Während der Bezirk Mitte bei der Jugendförderung streichen muß, stiftet die WBM eine Sozialarbeiterstelle

Der Name Ikarus erweckt Assoziationen an wagemutiges Fliegen, die Pläne des gleichnamigen Jugendklubs in Berlin-Mitte aber könnten angesichts knapper Haushaltskassen in den märkischen Sand abstürzen. Als größter Jugendklub des Bezirks bietet "Ikarus" Kindern und Jugendlichen vielfältige Aktivitäten, etwa Karate, Mädchenselbstverteidigung, Tanz, Theater, Video, Foto, Fahrten und Kochen für Obdachlose. Rigide Sparmaßnahmen des Bezirks jedoch zwingen inzwischen dazu, auf andere Finanzierungsmöglichkeiten auszuweichen, um den Betrieb des Jugendklubs auf bisherigem Niveau aufrechtzuerhalten.

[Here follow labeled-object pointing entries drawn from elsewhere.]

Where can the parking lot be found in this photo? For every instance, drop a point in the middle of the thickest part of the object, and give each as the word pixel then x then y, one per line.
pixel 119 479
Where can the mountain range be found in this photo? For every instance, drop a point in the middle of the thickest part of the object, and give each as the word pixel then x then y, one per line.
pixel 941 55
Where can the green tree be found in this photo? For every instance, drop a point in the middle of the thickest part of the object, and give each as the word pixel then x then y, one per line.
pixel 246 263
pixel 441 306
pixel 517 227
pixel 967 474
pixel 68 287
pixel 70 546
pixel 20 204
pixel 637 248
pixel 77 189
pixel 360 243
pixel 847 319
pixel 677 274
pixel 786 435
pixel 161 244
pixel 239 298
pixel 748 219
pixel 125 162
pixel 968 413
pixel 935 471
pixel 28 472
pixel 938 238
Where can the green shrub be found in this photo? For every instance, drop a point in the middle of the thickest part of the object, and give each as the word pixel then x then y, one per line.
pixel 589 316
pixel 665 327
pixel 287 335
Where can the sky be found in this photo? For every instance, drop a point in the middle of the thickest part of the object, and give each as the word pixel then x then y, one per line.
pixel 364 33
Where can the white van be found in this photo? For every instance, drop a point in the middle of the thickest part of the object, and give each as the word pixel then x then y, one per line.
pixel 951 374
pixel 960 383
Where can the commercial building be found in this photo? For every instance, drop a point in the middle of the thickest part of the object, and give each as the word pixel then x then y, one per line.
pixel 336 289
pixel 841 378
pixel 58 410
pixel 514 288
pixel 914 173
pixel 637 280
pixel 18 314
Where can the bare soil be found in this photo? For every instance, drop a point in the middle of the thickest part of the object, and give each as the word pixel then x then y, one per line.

Allein die Schulen würden 93 Millionen Mark benötigen, wobei der Bezirk Mitte nur 6 Millionen für bauliche Maßnahmen an Jugendklubs, Seniorentreffs, Kitas und Schulen besäße, beschreibt Jugendstadträtin Eva Mendl (PDS) die Situation. Im Stellenbereich muß der Bezirk Mitte weitere Sparvorgaben von 3 Millionen umsetzen. Bei den Sachmitteln ist die Lage ähnlich katastrophal, so daß dort Prioritäten gesetzt werden müssen, was letztendlich zu Streichungen bei den kommunalen Jugendklubs führen würde. Ohne Sachmittel aber, so Eva Mendl, sei eine sinnvolle Jugendarbeit kaum möglich.

Schon nach den Sommerferien könnten erste Einschränkungen bei "Ikarus" greifen, da dem Bezirk von der Senatsfinanzverwaltung eine 50 Prozent-Sperre auf Honorarmittel auferlegt wurde. Doch etwa für die Arbeit des Computerklubs oder der Tanzwerkstatt sind Honorarkräfte unerläßlich. Zur Zeit wird der Jugendklub durch vier Mitarbeiter (eine Sozialarbeiterin, zwei Erzieher, eine Erzieherin) betreut.

Die Stelle der Sozialarbeiterin finanziert die Wohnungsbaugesellschaft Mitte (WBM) seit 1997 als Spende. Anlaß dafür war die dramatische Situation 1996, als der Jugendklub wegen unzureichender Stellenbesetzung zeitweilig geschlossen werden mußte. Jugendstadträtin Eva Mendl sieht darin ein "wirkliches social sponsoring", weil die WBM keine Gegenleistung gefordert habe. Natürlich liegt es aber durchaus im Interesse der WBM, den Bezirk weiterhin für Jugendliche - das heißt auch potentielle Mieter - attraktiv zu gestalten, ziehen doch seit Jahren mehr und mehr Familien mit Kindern aus Mitte weg. Bei der WBM meint man, daß heute, da der Sozialetat der Bundesrepublik nicht mehr aufrechterhalten werde, Sponsoring auch über Kultur hinaus ausgeweitet werden müsse.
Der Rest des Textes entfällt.